Sam, who devotes herself fully to her career, finds herself forging a mostly one-sided friendship with the controversial guru, and, spurred on by Hannah, quickly forgets about her standards while pushing away the most important people in her life, on a journey to heal from wounds she didn’t know she still had. Merkl excels at character development as Sam’s growing relationship with Hannah spotlights their unhealed wounds, stemming from their respective childhoods, giving the tale a rich backstory.
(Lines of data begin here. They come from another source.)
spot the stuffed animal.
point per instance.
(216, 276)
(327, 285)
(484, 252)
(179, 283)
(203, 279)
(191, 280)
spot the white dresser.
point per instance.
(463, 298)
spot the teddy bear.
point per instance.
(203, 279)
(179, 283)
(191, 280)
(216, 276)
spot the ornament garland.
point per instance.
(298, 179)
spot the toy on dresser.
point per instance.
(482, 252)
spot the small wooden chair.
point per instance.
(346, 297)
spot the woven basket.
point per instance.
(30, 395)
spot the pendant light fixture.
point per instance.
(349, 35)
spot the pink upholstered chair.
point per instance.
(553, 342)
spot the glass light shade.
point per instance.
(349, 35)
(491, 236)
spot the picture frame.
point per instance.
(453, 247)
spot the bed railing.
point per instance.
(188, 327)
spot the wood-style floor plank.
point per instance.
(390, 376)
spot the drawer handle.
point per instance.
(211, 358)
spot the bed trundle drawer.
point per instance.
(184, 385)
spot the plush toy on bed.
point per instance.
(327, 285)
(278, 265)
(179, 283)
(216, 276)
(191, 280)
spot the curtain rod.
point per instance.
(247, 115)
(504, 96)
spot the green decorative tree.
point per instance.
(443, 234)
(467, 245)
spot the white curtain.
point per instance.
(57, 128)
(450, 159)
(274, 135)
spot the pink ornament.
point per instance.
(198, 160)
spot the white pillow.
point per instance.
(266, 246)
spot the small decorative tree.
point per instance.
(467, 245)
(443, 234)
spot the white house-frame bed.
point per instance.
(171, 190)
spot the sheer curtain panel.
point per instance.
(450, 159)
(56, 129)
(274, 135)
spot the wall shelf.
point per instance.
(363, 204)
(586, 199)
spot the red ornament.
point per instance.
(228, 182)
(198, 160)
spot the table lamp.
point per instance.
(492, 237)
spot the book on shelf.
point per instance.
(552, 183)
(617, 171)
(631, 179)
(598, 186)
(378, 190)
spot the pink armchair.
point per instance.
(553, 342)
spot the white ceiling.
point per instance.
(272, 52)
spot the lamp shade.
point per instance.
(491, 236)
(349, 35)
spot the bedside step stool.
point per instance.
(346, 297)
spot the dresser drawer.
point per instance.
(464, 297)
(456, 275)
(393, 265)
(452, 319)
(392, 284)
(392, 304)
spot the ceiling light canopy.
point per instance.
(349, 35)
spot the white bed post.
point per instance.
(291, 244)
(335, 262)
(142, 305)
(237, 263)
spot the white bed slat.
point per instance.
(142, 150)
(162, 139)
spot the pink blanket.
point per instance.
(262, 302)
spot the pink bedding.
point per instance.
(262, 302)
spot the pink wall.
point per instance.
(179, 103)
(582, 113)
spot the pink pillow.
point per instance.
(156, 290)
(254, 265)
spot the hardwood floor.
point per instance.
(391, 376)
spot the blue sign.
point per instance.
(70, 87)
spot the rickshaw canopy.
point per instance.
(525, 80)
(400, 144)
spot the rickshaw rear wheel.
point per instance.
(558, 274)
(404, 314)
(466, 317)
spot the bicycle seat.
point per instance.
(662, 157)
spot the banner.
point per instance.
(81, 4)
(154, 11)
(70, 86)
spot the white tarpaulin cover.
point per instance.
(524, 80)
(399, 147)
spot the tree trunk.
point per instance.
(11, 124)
Readers will sense Sam sliding down the wrong path but also understand why that trajectory is necessary for her eventual comeback.
With crisp dialogue, a vivid sense of New York City, and prose that refreshes like a summer cocktail, Sam’s story upends the old-fashioned theme of women needing men to heal them from failed relationships. The Anti-Wife movement itself fascinates, seeming invitingly bold at first as it encourages women to get comfortable in their own company and “live life like you mean it—single AF,” but of course Hannah’s teachings turn very toxic very fast. Readers will simmer with tension when Sam loses sight of everything she once held dear, but cheer as she finds her way back and maybe even learns to love again.
Takeaway: Left at the altar, an exec gets caught up in an anti-marriage movement in this sharp summer read.
Great for fans of: Kristan Higgins, Elaine Dundy.